Scattered xanthomatous cholesterol deposits involving a majority of the posterior trunk.
Chylomicronemia syndrome was considered based on the patient’s clinical presentation; however, the patient denied a family history of hypertriglyceridemia and declined genetic testing. Medication review and additional laboratory testing (comprehensive metabolic panel, thyroid-stimulating hormone, urinalysis, vitamin B12, serum toxicology screen, human immunodeficiency virus testing) were unremarkable.

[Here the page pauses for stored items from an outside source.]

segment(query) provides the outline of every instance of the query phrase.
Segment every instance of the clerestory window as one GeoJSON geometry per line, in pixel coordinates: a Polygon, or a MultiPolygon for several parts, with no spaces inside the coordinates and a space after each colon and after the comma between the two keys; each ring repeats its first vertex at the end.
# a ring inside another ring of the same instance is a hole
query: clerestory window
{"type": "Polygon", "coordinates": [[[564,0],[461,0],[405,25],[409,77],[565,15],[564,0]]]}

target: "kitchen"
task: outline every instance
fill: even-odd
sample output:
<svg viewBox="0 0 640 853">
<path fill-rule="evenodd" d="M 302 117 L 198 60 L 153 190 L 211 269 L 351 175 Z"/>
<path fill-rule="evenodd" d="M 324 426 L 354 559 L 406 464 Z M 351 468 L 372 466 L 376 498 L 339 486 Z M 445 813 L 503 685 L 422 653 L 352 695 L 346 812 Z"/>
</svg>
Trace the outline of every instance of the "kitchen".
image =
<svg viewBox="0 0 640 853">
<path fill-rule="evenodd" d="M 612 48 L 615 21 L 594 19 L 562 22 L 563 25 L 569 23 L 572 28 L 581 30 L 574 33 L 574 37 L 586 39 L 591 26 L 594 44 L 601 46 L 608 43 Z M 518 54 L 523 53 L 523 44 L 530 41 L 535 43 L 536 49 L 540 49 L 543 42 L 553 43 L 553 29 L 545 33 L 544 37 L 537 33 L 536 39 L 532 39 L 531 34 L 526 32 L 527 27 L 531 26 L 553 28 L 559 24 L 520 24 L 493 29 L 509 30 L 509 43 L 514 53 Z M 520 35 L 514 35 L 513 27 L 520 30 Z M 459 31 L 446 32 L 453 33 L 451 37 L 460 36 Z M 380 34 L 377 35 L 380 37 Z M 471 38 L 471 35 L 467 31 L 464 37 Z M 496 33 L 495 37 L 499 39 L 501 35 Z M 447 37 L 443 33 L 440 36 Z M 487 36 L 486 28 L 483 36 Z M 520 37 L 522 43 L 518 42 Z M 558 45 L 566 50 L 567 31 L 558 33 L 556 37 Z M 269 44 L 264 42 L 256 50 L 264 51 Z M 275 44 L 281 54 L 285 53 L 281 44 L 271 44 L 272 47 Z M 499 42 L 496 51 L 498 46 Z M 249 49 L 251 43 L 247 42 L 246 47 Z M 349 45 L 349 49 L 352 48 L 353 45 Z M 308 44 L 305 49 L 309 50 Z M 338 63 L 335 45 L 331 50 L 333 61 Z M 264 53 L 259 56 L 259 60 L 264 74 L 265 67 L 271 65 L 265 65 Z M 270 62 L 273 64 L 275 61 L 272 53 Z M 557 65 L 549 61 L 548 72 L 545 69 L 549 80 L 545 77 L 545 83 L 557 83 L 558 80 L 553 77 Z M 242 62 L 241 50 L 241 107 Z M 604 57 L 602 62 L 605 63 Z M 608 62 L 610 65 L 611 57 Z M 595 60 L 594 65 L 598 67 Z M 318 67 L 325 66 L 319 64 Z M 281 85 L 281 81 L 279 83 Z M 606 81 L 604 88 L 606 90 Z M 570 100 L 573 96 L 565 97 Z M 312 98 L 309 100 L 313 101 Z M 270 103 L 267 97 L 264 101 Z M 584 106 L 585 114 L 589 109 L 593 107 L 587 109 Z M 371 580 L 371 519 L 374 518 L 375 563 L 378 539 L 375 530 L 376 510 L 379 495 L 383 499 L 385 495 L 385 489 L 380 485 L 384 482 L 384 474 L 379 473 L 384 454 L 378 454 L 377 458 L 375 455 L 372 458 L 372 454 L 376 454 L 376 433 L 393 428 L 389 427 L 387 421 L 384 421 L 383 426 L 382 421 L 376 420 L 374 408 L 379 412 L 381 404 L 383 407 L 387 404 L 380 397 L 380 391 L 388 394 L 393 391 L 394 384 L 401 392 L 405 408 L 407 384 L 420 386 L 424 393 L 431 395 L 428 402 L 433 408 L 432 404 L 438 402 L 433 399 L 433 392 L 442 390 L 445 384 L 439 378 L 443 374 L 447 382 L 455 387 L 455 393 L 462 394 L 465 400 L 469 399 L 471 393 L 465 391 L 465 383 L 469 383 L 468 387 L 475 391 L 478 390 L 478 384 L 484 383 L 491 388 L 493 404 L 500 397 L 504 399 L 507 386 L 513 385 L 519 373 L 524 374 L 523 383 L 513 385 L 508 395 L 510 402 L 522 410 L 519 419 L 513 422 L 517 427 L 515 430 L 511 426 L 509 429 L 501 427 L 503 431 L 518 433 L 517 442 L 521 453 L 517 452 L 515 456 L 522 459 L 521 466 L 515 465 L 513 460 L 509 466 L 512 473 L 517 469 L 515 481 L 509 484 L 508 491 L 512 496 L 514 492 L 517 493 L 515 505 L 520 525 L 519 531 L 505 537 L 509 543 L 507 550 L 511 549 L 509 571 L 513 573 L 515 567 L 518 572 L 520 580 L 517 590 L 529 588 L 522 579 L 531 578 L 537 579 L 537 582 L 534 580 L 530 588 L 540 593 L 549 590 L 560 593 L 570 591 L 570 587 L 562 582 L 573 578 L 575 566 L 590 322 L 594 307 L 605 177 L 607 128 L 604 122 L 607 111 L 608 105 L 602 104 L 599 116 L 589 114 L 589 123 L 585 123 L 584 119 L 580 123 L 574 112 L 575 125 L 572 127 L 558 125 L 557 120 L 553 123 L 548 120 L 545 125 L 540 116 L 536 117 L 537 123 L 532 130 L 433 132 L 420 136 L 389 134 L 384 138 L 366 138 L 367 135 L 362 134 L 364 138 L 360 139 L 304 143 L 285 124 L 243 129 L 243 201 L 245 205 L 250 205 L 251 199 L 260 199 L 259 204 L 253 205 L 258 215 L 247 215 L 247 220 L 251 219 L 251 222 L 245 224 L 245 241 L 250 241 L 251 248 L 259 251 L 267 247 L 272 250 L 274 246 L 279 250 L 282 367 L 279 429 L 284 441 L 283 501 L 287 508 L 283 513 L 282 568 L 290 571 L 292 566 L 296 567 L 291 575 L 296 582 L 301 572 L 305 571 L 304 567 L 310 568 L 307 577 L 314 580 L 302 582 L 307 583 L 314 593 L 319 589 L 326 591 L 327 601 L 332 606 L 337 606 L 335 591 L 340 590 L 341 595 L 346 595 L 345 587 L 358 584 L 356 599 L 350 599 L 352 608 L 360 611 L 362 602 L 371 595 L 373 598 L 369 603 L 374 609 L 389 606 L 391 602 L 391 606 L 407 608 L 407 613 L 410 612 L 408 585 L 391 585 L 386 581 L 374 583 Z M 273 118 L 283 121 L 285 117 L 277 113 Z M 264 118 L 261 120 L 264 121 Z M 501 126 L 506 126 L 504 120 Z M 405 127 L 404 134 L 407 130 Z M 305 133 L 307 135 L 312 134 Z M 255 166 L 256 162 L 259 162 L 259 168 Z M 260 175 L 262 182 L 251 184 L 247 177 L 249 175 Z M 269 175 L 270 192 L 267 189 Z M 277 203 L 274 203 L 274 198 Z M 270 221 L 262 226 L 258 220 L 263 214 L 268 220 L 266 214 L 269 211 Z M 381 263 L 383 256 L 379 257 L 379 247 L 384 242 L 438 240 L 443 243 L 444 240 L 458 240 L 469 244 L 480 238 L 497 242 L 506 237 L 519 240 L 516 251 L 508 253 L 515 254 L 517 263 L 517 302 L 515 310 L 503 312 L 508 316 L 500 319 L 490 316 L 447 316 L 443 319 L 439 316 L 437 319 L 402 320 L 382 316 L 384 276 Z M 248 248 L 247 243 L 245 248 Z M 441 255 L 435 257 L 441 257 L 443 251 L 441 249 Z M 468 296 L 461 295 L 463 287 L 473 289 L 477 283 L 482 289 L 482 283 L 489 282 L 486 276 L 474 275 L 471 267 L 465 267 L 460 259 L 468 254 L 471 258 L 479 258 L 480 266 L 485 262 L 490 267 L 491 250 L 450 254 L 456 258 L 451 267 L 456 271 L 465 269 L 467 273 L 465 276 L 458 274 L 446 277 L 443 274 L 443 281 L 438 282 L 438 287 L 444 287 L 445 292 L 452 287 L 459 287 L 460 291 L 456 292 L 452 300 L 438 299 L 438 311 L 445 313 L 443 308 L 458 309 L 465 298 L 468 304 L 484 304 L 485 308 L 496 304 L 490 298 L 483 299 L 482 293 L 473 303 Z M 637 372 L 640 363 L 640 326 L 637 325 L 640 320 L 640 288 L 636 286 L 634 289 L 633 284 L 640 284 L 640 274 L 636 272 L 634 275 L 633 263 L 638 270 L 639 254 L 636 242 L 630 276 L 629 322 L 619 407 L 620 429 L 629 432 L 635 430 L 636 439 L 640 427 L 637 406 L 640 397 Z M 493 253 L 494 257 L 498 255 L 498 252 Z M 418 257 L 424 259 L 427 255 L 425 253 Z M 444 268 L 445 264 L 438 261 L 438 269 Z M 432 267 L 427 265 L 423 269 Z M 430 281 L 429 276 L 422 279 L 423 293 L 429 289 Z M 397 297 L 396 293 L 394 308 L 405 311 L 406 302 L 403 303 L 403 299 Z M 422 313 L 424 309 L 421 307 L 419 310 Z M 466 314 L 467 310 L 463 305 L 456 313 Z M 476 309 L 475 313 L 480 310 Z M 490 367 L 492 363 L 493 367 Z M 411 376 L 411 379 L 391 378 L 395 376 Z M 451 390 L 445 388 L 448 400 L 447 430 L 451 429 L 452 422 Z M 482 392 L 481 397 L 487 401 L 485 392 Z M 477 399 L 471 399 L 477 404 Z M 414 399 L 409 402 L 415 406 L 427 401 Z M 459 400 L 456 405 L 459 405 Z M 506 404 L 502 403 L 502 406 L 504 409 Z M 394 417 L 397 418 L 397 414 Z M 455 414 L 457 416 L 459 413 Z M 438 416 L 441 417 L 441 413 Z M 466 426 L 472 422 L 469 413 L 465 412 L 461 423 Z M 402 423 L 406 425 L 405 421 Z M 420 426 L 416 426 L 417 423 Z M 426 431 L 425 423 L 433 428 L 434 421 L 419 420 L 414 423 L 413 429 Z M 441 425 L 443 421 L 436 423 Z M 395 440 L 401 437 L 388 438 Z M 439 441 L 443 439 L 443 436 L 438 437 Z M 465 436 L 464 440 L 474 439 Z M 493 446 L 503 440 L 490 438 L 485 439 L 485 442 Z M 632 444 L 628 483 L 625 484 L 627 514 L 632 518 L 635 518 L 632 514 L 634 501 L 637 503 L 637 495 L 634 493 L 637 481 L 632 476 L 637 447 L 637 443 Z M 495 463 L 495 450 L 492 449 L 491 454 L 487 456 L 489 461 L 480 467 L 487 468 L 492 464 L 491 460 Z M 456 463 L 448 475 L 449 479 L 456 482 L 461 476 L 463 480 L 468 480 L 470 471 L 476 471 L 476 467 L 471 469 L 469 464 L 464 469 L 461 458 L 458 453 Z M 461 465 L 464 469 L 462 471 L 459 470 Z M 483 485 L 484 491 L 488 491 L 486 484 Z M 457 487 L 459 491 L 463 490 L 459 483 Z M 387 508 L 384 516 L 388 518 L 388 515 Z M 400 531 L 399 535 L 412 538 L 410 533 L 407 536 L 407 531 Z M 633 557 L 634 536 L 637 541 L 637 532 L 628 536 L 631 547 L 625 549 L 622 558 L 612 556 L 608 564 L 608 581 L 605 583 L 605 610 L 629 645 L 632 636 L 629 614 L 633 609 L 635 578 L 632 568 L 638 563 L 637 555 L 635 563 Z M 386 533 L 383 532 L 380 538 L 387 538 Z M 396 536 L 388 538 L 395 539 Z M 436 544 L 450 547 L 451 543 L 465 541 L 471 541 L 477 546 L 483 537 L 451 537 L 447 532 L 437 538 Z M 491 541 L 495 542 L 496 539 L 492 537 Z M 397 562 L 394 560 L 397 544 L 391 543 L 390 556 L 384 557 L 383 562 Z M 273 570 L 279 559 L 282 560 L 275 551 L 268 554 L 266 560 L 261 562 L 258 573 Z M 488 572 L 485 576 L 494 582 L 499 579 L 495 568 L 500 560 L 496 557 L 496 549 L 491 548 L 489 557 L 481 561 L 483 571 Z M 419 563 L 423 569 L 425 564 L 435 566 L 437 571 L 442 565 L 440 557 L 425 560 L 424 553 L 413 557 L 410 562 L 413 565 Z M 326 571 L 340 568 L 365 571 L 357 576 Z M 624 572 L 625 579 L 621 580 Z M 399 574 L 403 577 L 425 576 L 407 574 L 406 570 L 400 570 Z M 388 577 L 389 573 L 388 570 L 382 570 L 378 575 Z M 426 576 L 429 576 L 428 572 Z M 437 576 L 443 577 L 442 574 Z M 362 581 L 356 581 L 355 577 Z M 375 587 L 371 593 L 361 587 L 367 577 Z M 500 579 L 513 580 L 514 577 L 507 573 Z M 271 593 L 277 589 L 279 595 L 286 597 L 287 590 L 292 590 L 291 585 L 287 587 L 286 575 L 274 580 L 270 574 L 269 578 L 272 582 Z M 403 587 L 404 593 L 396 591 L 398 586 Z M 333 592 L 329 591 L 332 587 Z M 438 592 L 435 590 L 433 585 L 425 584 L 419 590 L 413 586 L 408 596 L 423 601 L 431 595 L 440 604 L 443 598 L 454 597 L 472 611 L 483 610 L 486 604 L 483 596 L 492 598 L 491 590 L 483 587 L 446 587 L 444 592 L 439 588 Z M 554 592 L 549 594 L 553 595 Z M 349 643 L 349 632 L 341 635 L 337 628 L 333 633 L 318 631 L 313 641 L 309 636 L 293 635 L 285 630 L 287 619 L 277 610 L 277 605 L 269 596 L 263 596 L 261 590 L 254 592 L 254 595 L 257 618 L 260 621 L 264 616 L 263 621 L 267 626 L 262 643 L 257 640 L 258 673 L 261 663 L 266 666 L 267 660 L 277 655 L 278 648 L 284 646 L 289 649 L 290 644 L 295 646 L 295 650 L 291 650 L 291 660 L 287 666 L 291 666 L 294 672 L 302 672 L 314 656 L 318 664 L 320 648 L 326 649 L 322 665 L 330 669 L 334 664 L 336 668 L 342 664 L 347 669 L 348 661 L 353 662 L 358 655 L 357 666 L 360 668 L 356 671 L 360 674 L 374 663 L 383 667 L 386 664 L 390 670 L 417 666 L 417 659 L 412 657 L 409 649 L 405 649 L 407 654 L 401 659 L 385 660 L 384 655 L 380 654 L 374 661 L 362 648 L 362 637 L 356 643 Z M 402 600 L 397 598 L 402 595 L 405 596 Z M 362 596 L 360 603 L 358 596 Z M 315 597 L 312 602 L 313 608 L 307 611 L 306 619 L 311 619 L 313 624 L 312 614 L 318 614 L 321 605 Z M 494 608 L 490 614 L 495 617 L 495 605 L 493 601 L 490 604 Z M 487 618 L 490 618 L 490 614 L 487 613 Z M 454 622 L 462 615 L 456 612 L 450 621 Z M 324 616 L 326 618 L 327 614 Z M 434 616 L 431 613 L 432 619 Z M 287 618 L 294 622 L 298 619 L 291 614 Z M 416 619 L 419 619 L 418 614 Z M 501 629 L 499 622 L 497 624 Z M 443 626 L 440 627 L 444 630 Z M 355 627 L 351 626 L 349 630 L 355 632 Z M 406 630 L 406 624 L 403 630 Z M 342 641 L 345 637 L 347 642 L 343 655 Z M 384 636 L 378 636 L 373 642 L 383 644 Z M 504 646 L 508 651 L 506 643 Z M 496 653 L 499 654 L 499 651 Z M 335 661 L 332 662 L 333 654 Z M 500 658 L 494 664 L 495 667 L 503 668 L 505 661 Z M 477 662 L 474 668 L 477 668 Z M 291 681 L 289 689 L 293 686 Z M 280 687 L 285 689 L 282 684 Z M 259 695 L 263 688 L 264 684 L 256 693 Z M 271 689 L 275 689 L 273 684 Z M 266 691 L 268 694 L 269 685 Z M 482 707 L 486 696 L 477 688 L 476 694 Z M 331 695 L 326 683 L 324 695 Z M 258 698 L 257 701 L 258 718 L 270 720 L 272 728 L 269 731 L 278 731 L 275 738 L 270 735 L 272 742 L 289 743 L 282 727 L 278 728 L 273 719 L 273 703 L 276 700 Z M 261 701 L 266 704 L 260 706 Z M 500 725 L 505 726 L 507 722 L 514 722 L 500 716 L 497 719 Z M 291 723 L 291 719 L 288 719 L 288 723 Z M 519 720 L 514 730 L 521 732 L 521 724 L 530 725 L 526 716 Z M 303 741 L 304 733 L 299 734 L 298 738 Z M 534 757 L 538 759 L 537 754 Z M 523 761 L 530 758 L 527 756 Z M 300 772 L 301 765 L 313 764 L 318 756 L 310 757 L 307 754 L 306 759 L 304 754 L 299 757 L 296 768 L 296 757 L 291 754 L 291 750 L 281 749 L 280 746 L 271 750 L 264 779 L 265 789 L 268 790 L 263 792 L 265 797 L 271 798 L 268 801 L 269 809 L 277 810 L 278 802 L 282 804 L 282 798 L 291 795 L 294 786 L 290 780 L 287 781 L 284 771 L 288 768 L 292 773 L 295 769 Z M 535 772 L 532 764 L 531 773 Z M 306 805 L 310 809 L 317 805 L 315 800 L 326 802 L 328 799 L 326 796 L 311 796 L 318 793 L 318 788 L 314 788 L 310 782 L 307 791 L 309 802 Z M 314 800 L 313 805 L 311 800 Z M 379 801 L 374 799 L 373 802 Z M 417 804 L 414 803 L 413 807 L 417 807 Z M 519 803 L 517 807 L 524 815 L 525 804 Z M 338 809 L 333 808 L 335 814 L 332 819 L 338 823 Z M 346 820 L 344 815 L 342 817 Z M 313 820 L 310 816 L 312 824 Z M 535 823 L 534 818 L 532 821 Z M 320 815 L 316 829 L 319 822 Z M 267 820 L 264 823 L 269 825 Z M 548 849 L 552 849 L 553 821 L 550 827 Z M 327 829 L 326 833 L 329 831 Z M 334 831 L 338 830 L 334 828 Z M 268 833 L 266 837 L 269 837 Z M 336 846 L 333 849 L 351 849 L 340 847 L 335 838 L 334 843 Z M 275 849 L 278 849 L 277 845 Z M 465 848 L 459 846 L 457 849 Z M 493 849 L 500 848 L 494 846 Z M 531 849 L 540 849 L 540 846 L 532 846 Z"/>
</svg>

Over the course of the next year, the patient’s lipid profile improved with escalation of medical therapies, including rosuvastatin 10 mg nightly (a repeat trial of statin therapy without recurrent side effects), fenofibrate 145 mg daily, icosapent ethyl 2 g twice daily, and a multimodal diabetes regimen. His adherence to the diabetes regimen improved but remained intermittent. The xanthomatous skin findings remained unchanged. Plasma exchange therapy resulted in resolution of acute pancreatitis and reduced his fasting triglyceride level to 540 mg/dL.
LINKED TO LIPID DISORDERS
Xanthomas, localized fatty deposits in the skin, can vary immensely in clinical presentation, ranging from subtle reddish-yellow papules over extensor surfaces to more severe tendinous xanthomas with a keloid-type appearance, as seen in our patient. Cutaneous xanthomas are commonly associated with lipid derangements, including severe hypertriglyceridemia, hyperlipidemia, and poorly controlled type 2 diabetes, with varying reported prevalence.1
The differential diagnosis includes both Langerhans histiocytosis and non-Langerhans histiocytosis, disseminated granuloma annulare, and generalized eruptive histiocytoma. In patients without profound lipid abnormalities, targeted biopsy is often required to establish a diagnosis.2
Treatment of xanthomatous skin findings involves aggressive correction of underlying triglyceride derangements with medical therapies, low-fat diet, alcohol avoidance, and improved glycemic control. Apolipoprotein C-III and angiopoietin-like 3 inhibitors are emerging therapies with early success, and should be considered in patients with severe hypertriglyceridemia that does not respond to medical therapy.3,4 Local xanthoma-directed therapies such as laser removal and surgical resection can be considered for cosmetic or symptomatic purposes, but are limited in patients with multiple skin lesions.5
Early detection of lipid disorders and initiation of appropriate therapies can decrease risk of premature cardiovascular disease and multiple downstream complications of metabolic syndrome. In patients who decline genetic testing and have clinical features of familial chylomicronemia syndrome, the use of well-validated scoring calculators to quantify the likelihood of familial chylomicronemia syndrome is recommended.6
Patients with hypertriglyceridemia-induced pancreatitis are often younger than patients with pancreatitis due to other causes but have higher risk of morbidity and mortality, emphasizing the importance of early recognition and intervention.7 When evaluating a patient with cutaneous xanthoma of any degree, it is crucial to obtain appropriate screening lipid profiles and treat metabolic derangements aggressively to avoid life-threatening complications.
DISCLOSURES
The authors report no relevant financial relationships which, in the context of their contributions, could be perceived as a potential conflict of interest.